Wednesday, October 27, 2004

Sukiyaki, sort of

The classic form of sukiyaki is the version in which the broth is simmered at the table on a portable stove while diners serve themselves from the pot. It’s a pleasant social gathering centered on a delicious meal. Since I’m usually cooking for one, it’s easier just to put the ingredients together on the kitchen stove and then serve it up as a finished meal, like any other dish. This takes a little adaptation, since all the recipes for sukiyaki I have are written to walk you through the process of dividing the food up into separate portions and cooking at the dining table.
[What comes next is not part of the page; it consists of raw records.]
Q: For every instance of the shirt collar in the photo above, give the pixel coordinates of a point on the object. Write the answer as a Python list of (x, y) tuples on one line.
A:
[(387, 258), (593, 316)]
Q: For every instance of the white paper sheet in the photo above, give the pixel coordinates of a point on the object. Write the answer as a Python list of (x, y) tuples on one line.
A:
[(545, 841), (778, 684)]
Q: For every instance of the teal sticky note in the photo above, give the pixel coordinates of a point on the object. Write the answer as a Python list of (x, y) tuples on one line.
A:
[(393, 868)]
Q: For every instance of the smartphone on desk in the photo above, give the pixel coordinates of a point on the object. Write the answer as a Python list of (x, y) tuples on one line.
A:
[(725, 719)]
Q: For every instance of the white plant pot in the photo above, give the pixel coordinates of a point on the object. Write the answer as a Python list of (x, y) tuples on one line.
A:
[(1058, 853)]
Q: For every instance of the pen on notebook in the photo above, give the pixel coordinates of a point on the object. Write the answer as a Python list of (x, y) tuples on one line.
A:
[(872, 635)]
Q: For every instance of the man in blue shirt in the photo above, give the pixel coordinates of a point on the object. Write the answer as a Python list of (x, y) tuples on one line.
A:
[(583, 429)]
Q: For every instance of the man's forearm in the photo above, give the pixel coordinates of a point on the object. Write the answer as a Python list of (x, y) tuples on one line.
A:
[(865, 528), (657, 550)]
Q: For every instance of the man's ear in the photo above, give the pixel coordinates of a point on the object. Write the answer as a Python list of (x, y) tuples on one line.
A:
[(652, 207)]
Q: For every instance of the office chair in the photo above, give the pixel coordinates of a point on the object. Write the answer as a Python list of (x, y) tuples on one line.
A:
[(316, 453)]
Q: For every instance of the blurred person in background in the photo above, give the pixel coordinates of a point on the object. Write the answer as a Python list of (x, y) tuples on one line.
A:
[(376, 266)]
I used Hiroko Shimbo’s recipe from The Japanese Kitchen last night. I stir-fried the thin beef slices in some oil, then added the broth, heated it, and added the remaining ingredients to simmer for about five minutes. The Asian supermarket sells frozen beef sliced paper-thin, which makes a big difference when you’re cooking a dish like sukiyaki or shabu-shabu. Stir-frying the slices is a little awkward, though; at least, it is in the big skillet I usually use for stir-frying. It might be better in a wok, but my wok is once again sporting a light patina of rust and I’m procrastinating on cleaning it.

Last night’s sukiyaki was additionally inauthentic because I used dried porcini mushrooms instead of shiitakes, and I substituted half a cup of the porcini soaking water for half of the shoyu used in the recipe. I was hoping to get some nice smoky porcini flavor into the sweet soy broth, but the result wasn’t too different from regular sukiyaki broth (not that this is a bad thing). I also added two fresh sage leaves, torn up. This was more successful, as the strong sage flavor gave an autumnal kick to the sukiyaki, but only using two leaves meant it didn’t overwhelm the broth.

Last night’s music to cook by: Blinded by Science by Thomas Dolby (1982). Science!